Alguns acontecimentos sincronísticos, advindos de um sonho ou
premonição, podem ser interpretados simbolicamente através do
conhecimento das verdades deste terceiro tipo de símbolo. Deve-
se não desperdiçar estas oportunidades que o mundo oculto de
nossa consciência quer revelar. Pois somos como um iceberg,
onde visivelmente há apenas uma pequena ponta. E quando algo
mais se manifesta, devemos atentar.
H.P.Blavatsky em A Doutrina Secreta nos fala de sete chaves
sagradas dos símbolos. A astronômica-astrológica; cosmogônica;
numerológica-geométrica; psíquica; criativa; espiritual e
antropológica. Pois bem, cada um destes segredos do
conhecimento sagrado pode, através do seu entendimento, nos
falar mais integralmente do mundo fenomênico e da Realidade a
que estamos inseridos: o papel das magnânimas hierarquias
criadoras e construtoras; os planetas sagrados, as hostes de
forças mudando e conduzindo a nós e ao Cosmos através de suas
influências ativas; os números correspondentes às letras de
nossos nomes, e as proporções harmônicas em todo ser vivo:
princípios e centros de nossa constituição física e hiperfísica; os
seres que representam as raças e humanidades de todos os
tempos nas mitologias e alegorias de diversos povos etc.
Compreender esse segredos é aplicá-los diretamente no nosso
viver diário. Há eventos que possibilitam interpretação profunda,
e não se trata apenas de rotulá-los como algo "casual". Embora
muitas vezes "aquela sincronicidade" não pareça relevante, ela
pode ser o estopim de várias mudanças que, se bem
aproveitadas e entendidas no seio de uma vida, nos permitirão
5. um despertar da ignorância, da morte em que nos encontramos.
Os tesouros da sabedoria que Madame Blavatsky trouxe ao
mundo, através de sua obra, não estão tão distantes de nossa
realidade cotidiana. Numa investigação séria, com mente aberta,
o homem sensível, atento aos fenômenos coincidentes, pode
perceber o seu Dharma e portanto atuar na direção da corrente
do rio. Detecta a lei do Karma, esta teia de que nos falava os
antigos, e passa a agir sabiamente, evitando o mal, discernindo
entre o útil, o não útil e o mais útil, como nos fala Aos pés do
Mestre. Afinal, podemos concluir que a sincronicidade é uma
exteriorização de uma das veias de ação da lei do Karma.

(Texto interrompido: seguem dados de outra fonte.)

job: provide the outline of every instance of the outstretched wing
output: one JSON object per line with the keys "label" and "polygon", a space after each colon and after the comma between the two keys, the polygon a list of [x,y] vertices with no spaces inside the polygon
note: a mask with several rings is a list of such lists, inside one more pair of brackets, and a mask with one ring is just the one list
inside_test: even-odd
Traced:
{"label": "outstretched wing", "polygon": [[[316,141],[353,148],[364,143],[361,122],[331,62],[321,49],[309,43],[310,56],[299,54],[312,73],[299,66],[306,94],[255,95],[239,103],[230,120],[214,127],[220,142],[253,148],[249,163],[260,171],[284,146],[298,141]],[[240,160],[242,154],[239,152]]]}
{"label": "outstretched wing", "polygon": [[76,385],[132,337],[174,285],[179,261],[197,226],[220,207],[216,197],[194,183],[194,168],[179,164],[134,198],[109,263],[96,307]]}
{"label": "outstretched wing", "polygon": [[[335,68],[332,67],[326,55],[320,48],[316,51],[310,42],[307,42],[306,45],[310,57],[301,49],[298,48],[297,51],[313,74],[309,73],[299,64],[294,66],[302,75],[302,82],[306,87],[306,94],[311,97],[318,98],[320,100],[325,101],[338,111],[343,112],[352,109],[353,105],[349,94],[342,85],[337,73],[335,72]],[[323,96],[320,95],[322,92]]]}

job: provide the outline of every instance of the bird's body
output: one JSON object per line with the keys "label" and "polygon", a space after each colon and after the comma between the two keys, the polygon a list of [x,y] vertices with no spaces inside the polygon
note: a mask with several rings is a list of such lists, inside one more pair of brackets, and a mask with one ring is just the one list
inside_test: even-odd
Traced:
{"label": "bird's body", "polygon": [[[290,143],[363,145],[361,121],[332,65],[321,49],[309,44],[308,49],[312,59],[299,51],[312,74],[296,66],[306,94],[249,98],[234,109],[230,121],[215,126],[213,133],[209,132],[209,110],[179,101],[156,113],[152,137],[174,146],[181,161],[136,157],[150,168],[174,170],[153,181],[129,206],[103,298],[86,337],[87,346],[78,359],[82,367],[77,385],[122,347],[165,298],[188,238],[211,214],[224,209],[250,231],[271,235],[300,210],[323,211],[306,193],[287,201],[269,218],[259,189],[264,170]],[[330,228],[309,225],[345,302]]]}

Compreendendo-a na nossa vida, em qualquer circunstância, a
natureza da mente poderá ser perscrutada com mais subsídios; o
mistério da vida e da existência, guarnecido nos símbolos, se
revelará pouco a pouco.
Os hindus consideraram o universo de Deus como Lila — a
brincadeira cósmica. Para nós os acontecimentos coincidentes,
sua interpretação e entendimento, assim também nos parecerá.